Using the Newly Updated File Search (Vector Stores) in OpenAI Assistants API(v2)

Information

To reach a broader audience, this article has been translated from Japanese.
You can find the original version here.

Recently, there have been active updates to the OpenAI API (perhaps GPT-5 will be announced soon...). There was a major update to the Assistants API a little while ago.

Introducing a series of updates to the Assistants API 🧵

With the new file search tool, you can quickly integrate knowledge retrieval, now allowing up to 10,000 files per assistant. It works with our new vector store objects for automated file parsing, chunking, and embedding. pic.twitter.com/SL0gYknlyA
— OpenAI Developers (@OpenAIDevs) April 17, 2024

The version of the Assistants API has been updated to v2.
A particularly significant update is the file search function, previously introduced as Retrieval.
Using this feature, you can obtain optimal responses based on file search results from the assistant. This allows you to handle information that GPT has not learned, such as the latest information and confidential internal information^[1].

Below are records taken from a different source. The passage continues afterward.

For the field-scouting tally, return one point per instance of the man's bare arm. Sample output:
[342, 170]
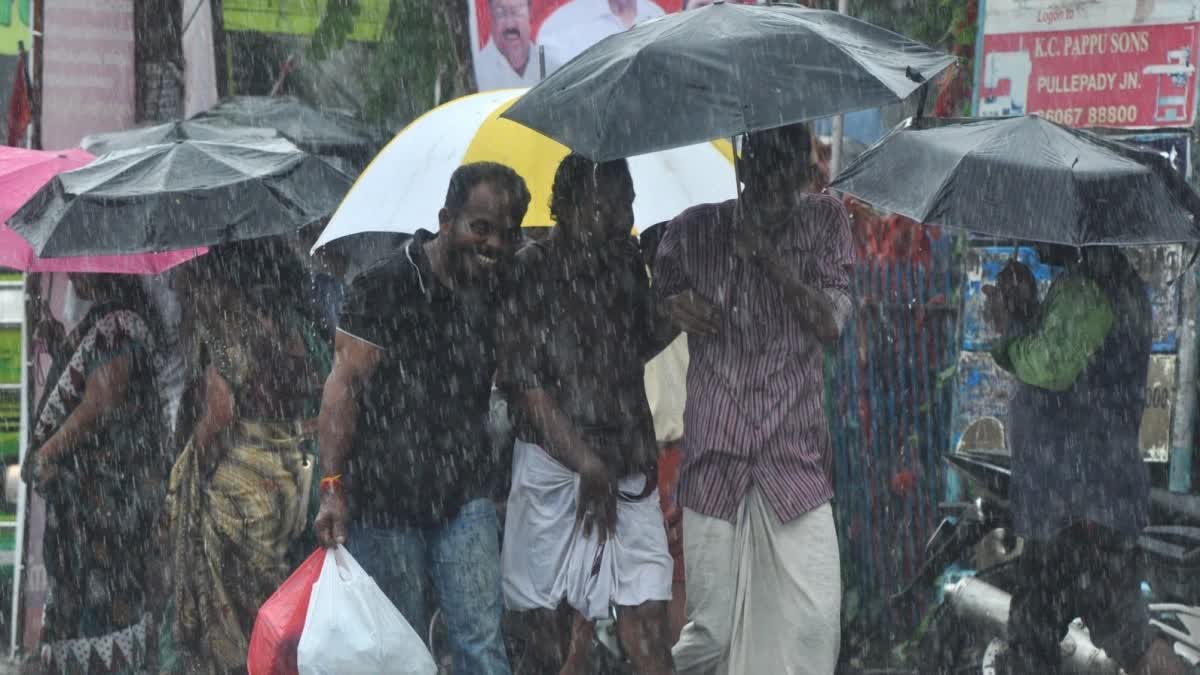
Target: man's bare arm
[354, 363]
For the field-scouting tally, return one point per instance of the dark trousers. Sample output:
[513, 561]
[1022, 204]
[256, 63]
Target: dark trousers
[1087, 572]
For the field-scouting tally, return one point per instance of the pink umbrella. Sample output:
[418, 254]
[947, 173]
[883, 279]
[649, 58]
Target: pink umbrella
[23, 173]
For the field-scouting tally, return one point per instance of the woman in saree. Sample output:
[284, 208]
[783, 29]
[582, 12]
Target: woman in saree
[101, 469]
[240, 487]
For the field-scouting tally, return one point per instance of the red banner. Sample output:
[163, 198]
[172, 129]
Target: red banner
[1133, 77]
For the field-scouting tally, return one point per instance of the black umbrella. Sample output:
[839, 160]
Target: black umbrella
[179, 196]
[720, 71]
[192, 130]
[322, 131]
[1025, 178]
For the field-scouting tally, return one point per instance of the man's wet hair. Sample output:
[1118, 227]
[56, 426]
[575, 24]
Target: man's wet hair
[797, 138]
[467, 177]
[573, 175]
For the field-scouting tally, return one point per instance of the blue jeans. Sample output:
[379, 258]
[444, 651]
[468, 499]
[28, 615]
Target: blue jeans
[462, 561]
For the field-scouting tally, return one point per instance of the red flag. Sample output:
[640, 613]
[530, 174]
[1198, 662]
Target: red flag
[21, 109]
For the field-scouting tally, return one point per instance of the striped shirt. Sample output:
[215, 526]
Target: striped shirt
[755, 412]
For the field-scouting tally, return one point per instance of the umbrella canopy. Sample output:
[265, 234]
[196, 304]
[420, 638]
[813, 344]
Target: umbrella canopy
[407, 183]
[1025, 178]
[720, 71]
[22, 174]
[178, 196]
[321, 131]
[192, 130]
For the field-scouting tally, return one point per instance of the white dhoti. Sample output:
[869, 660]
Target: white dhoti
[546, 559]
[763, 596]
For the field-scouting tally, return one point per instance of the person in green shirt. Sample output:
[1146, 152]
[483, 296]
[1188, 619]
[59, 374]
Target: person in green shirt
[1080, 491]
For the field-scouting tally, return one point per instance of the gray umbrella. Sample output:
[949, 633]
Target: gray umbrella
[1025, 178]
[192, 130]
[179, 196]
[718, 72]
[321, 131]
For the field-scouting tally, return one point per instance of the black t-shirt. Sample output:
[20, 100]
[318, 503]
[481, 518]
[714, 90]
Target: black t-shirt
[420, 448]
[580, 326]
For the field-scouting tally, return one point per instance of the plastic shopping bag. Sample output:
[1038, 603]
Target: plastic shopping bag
[280, 621]
[353, 628]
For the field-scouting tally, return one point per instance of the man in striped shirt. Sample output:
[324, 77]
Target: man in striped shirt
[761, 287]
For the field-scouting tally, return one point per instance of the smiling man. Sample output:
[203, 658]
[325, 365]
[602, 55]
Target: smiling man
[405, 452]
[509, 59]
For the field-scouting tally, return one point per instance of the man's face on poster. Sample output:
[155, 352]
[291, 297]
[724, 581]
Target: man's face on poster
[511, 30]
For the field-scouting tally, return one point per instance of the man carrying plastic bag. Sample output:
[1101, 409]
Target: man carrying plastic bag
[352, 627]
[405, 412]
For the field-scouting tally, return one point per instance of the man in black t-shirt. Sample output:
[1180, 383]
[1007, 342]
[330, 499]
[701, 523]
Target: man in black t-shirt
[403, 442]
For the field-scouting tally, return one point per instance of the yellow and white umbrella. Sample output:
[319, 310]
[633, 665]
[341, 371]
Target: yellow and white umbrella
[406, 185]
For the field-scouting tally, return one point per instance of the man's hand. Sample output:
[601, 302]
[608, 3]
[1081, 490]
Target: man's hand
[693, 314]
[1013, 300]
[331, 520]
[598, 500]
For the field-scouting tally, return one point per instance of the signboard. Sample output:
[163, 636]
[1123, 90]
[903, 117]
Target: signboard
[300, 17]
[1096, 63]
[88, 76]
[15, 22]
[508, 36]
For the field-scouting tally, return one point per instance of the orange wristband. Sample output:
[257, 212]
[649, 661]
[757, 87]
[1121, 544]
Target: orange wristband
[330, 484]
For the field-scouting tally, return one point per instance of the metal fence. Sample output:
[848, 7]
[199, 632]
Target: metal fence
[889, 398]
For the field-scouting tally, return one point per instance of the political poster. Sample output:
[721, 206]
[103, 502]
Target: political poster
[1126, 64]
[509, 37]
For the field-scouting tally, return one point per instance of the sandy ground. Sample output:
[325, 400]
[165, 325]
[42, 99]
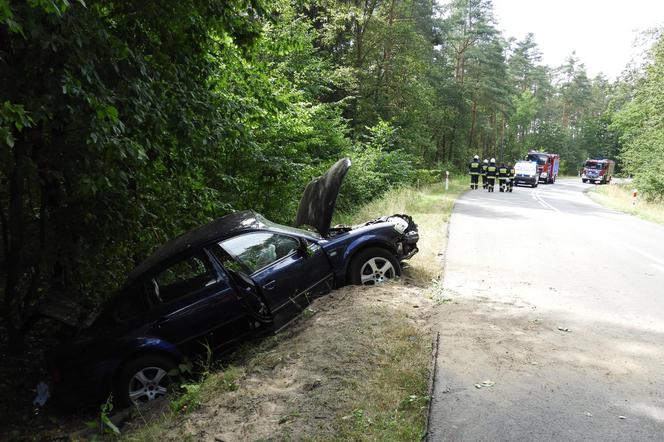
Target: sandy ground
[558, 304]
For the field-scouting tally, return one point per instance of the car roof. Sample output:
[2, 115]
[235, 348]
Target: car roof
[245, 220]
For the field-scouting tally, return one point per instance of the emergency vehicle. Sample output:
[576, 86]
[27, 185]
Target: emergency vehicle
[598, 171]
[547, 165]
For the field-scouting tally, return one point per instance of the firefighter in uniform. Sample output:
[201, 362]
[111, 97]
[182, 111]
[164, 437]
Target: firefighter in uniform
[491, 171]
[485, 164]
[475, 169]
[503, 176]
[512, 173]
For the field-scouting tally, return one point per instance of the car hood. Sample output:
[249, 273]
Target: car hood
[320, 197]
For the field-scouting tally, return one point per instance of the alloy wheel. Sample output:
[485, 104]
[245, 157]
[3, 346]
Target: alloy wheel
[376, 270]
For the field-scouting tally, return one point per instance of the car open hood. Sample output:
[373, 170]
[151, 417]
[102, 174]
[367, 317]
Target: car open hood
[320, 197]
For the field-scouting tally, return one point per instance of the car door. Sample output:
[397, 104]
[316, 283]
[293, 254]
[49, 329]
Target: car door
[288, 271]
[193, 303]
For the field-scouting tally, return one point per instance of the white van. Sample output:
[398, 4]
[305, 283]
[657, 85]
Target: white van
[525, 172]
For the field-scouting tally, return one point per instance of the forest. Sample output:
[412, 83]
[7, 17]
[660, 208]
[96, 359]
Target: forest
[125, 123]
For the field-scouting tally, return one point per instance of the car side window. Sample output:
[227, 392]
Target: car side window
[258, 250]
[181, 278]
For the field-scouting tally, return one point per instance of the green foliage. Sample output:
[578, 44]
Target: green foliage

In v2 of the Assistants API, a new API for Vector Store has been established, and its name has been changed to File Search.
Additionally, v1 (Retrieval) had a constraint of up to 20 files (each file up to 512MB/5 million tokens), and it was necessary to combine files to fit within these limits (huge datasets were not possible).
In v2, the number of files that can be registered has been significantly expanded to up to 10,000 files, making it usable in many use cases.

This time, I tried it out and will introduce it to you.

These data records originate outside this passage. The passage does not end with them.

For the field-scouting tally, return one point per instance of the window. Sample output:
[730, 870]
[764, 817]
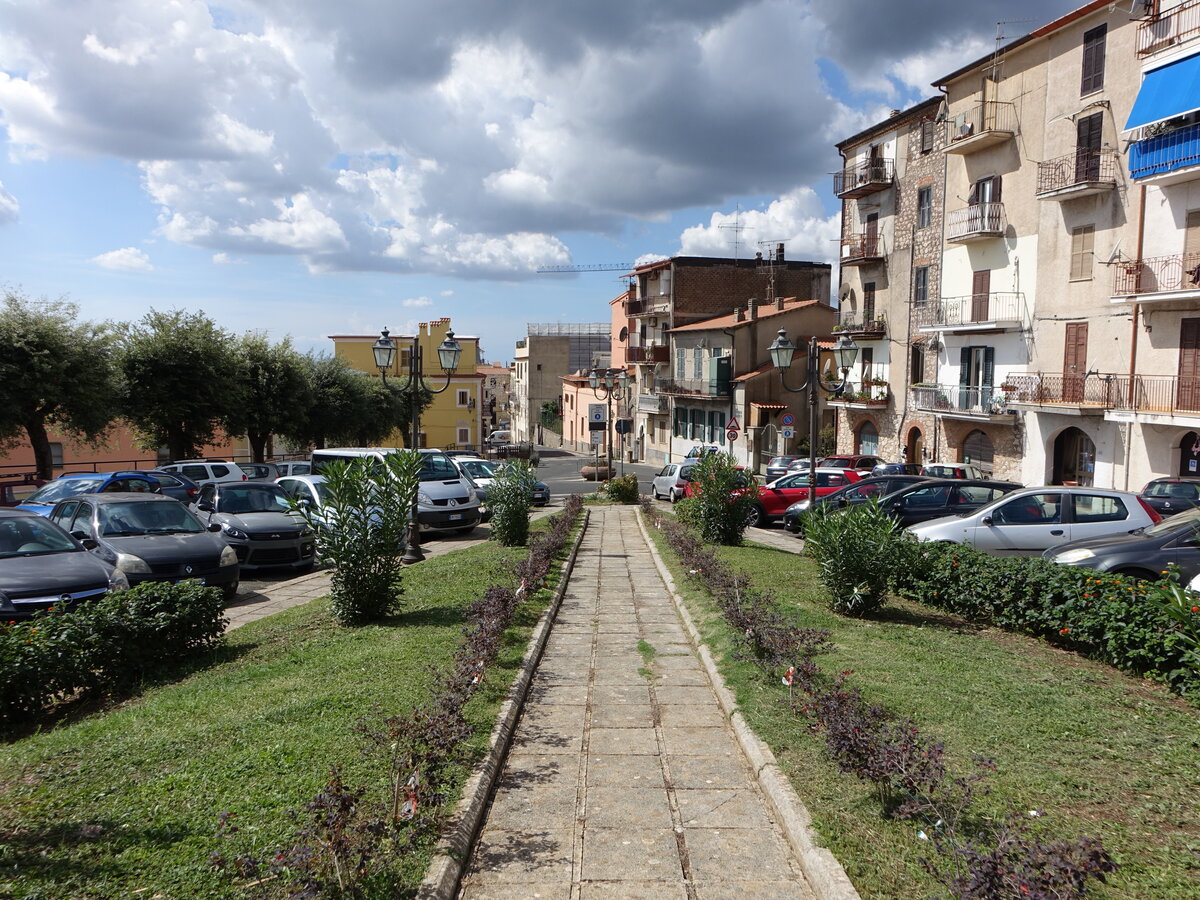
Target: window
[1083, 240]
[1093, 60]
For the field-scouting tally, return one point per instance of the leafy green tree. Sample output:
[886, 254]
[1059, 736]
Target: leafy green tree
[183, 379]
[54, 371]
[274, 389]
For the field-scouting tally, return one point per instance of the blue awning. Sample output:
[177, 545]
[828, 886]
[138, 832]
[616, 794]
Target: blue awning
[1167, 93]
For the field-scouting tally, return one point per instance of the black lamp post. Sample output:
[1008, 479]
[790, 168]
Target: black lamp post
[607, 384]
[384, 351]
[845, 353]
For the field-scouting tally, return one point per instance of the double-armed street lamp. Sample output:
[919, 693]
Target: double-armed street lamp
[845, 352]
[384, 351]
[610, 384]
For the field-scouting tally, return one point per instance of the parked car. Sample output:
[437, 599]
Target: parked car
[942, 497]
[779, 495]
[256, 521]
[150, 538]
[42, 499]
[1141, 553]
[41, 565]
[1173, 495]
[869, 489]
[1030, 521]
[954, 471]
[672, 480]
[777, 467]
[205, 472]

OpenAI API Doc - File Search

Caution

As of now, the Vector Store and even the Assistants API v2 itself are still in beta (eventually v1 became deprecated without reaching GA).
Please refer to the latest official documentation when actually using it.

OpenAI API Doc - Assistants

Preliminary Preparation

Here, we will upload some of the latest articles from this site to the Vector Store and try using the Assistants API.

The script is created in Node.js (TypeScript).
Install the following in any NPM project (TypeScript-related settings are omitted as they are not the main topic).

npm install openai

The OpenAI library used is currently the latest version 4.38.2. The v2 Assistants API has been available since 4.36.0.

Note that you are assumed to have already created an OpenAI API account and issued an API key.

Creating a Vector Store and Adding Files

Let's create a new Vector Store.
In v1 Retrieval, knowledge files were uploaded (purpose=retrieval), and their file IDs were attached to the assistant.
In v2 File Search, instead of directly attaching files to the assistant, you attach a Vector Store.

Here is the code to create a Vector Store.

import OpenAI, { toFile } from 'openai';

const openai = new OpenAI({
  apiKey: 'sk-xxxxxxxxxx' // OpenAI API key
});

const vectorStore = await openai.beta.vectorStores.create({ name: 'Blog Articles' });
console.log('vectorStoreId', vectorStore.id); // ID of the Vector Store to attach (vs_xxxxxxxxxxxxxxxxxxxxxxxx)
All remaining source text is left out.